While a detailed explanation of this topic is reserved for the 4th module, including the knowledge in the prompt is indeed an effective way to temporarily “inform” GPT of new data. Furthermore, OpenAI offers capabilities, such as with GPTs, for users to upload documents, thereby integrating a custom knowledge base directly into the interaction. This feature opens up new possibilities for personalized application.
Context Window
The power of LLMs, despite their impressive capabilities, is not without bounds. An important limitation is the length of the input they can process, known as the (input) context window. For instance, in the infantry of commercial LLMs, GPT-3.5-Turbo can handle up to 16k tokens. GPT-4-Turbo extends to 128k, and GPT-5 to 400k tokens. Given that a token approximates 0.75 words, GPT-5’s maximum input spans roughly 300k words, or about 600 pages. However, it’s observed that the model’s performance (or “smartness”) starts to decline before reaching its maximum limit, often around 80k tokens, where it might miss details or forget earlier input.

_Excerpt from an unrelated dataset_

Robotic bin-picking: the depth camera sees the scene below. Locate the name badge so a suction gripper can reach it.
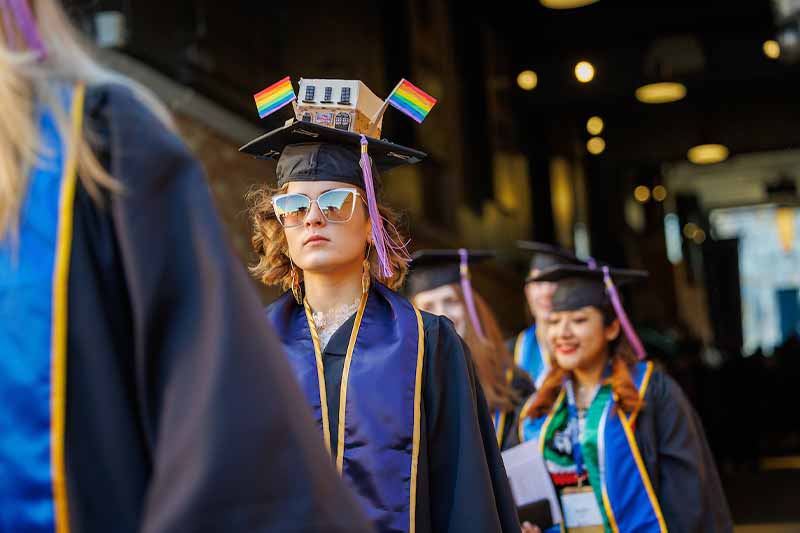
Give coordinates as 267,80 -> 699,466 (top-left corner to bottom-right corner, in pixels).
561,487 -> 604,533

This constraint is particularly relevant when distinguishing between the GPT model and its product form ChatGPT. Although the GPT-5 model theoretically could support up to 400k tokens, ChatGPT’s practical use case is limited by a smaller context window. This limitation isn’t due to the GPT’s model itself, but a design choice for ChatGPT by OpenAI to ensure manageable and effective interaction. For example, free tier users get 8k context window, Plus tier users get 32k, while the Pro and Enterprise users get 128k. In other words, when a certain input triggers the error message below, invoking the raw GPT’s capability using raw API may still produce a response.
As ChatGPT incorporates conversation history into its current context, the finite size of the context window means it cannot remember indefinitely, preventing ChatGPT from including the earliest conversations in the prompt, leading to forgetfulness in longer interactions. It’s important to recognize this as a limitation of the ChatGPT interface rather than the underlying GPT model. For those looking to leverage the full context window capacity, directly utilizing OpenAI’s API is a solution. For ChatGPT users, effective context window management is the key to get around these problems, which we will introduce in the next lesson.